Resource Synchronization by 3Shain · Pull Request #73 · 3Shain/dxmt

3Shain · 2025-06-25T02:41:23Z

This PR implements:

Fence-based synchronization: completely get rid of automatic hazard tracking behavior of Metal 3
Intrapass barriers

The old implementation

#51 introduces a "half" hazard tracking based on Partitioned Bloom Filter, and it's only used to provide information about "whether two encoders' order can be swapped" to find more opportunities of encoder coalescing optimization, whereas the Metal 3 driver will still perform its own hazard resolving, thus essentially it is doing double work. Also there is no way to temporarily opt out automatic hazard tracking even when it can be proved that multiple accesses can be safely overlapped.

The new implementation

Therefore a new fence-based synchronization is implemented in this PR.

Intro

First of all let's focus on synchronization of encoders and ignore intrapass barriers. Let's say we have encoder A and B. B is encoded after A. They both access the same resource R.

If A reads R and B also reads R, no fence required between them.
If A reads R and B writes R, then we need a fence to resolve a write-after-read (WaR) hazard.
Similarly, there are also RaW and WaW hazards to resolve.

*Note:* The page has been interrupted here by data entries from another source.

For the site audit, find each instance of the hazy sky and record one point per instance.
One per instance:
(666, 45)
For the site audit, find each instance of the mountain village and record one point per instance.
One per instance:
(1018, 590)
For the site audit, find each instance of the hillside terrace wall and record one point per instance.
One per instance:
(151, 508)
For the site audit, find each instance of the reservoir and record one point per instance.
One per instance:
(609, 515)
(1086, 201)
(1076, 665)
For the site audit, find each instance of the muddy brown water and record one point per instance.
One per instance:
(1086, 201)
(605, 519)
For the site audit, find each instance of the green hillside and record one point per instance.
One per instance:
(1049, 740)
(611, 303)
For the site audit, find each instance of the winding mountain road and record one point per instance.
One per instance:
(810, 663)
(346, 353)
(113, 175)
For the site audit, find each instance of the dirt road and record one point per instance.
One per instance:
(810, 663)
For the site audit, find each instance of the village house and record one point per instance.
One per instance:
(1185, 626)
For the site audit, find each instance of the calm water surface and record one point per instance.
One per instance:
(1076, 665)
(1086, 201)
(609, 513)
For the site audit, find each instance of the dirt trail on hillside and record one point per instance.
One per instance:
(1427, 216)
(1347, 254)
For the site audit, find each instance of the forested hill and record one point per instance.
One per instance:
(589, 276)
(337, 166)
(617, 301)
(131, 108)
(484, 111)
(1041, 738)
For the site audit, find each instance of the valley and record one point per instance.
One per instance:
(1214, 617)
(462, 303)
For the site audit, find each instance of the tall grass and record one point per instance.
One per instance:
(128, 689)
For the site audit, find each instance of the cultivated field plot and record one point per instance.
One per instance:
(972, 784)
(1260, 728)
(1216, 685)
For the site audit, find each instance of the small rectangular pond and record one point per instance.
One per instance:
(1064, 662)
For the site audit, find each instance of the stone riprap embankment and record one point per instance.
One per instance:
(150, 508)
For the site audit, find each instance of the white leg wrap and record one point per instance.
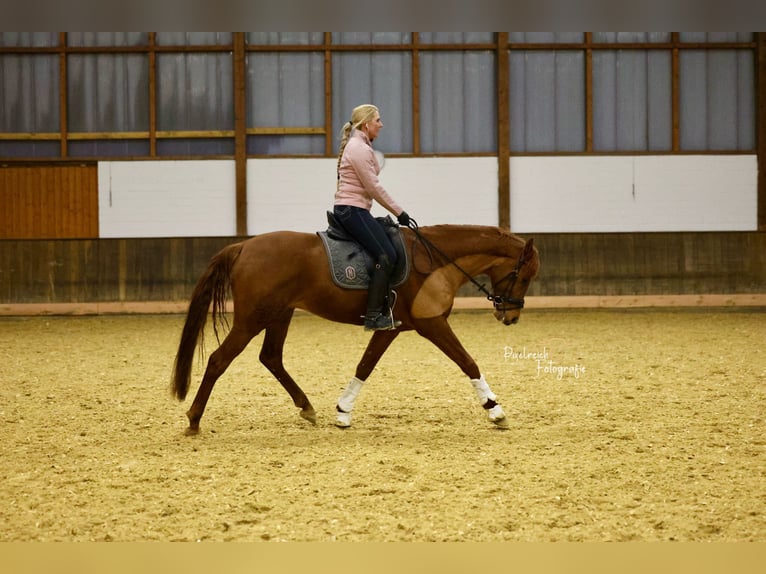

Then it is straightforward to implement such algorithm:

Assign each resource two states: the last write encoder last_write, and a list of all previous read encoders last_reads
When encoder reads a resource:
- (RaW) Insert a fence between last_write and current encoder
- Add current encoder to last_reads
When encoder writes a resource
- (WaW) Insert a fence between last_write and current encoder, and set last_write to current encoder
- (WaR) Insert a fence between all last_reads and current encoder, and clear last_reads

What if a encoder firstly writes then reads a resource? Well that should be handled by intrapass barrier, but we ignore it at the moment and assume an encoder would either read or write a resource. Although there is a more practical problem to consider: what is the maximum size of last_reads list, if a resource is never written? Ideally the app should create immutable resource, but it's also not uncommon to have a normal resource that is occasionally updated by blit operation and frequently read from shaders. Thankfully, there is an upper bound in theory: because we don't need to insert a fence if the encoder is known to be completed.

Lanes & Parity

Let's think from a different angle: what's the number of encoders that can be concurrently executed on GPU? In practice this is often a single-digit number, not because of hardware capabilities, but the nature of workload: most of work introduces data dependency, and other highly parallelizable works often have a high shader occupancy (meaning the GPU can utilize most/all of cores to execute the workload). Then we can assume a reasonable number of maximum concurrent encoders K ( in code: kLane, value is 64 in this implementation), and introduce the concept of lane and parity.

A lane is a virtual timeline, there will be K lane and we round-robin assign each encoder a lane in commit order. Each encoder is also assigned a fence (MTLFence) that it will unconditionally update, so any following encoders depending on its work can just wait that fence. All previous encoders of one encoder, up to the previous nearest encoder in the same lane (not included), is in the same parity (so a parity is a set containing K encoders). And similarly, we can define the previous parity. Every encoder will unconditionally wait all K encoders (' fence) in previous parity (including previous nearest encoder in the same lane), and conditionally wait encoders in current parity if there is a hazard/dependency.

In this setup, even though every encoder has no data dependency with others, a maximum K-concurrency is still maintained. Now back to the question of how many encoders the last_reads should store: the answer is just K, because at most K encoders can be concurrently executed, so last_reads only needs to maintain encoders in current parity.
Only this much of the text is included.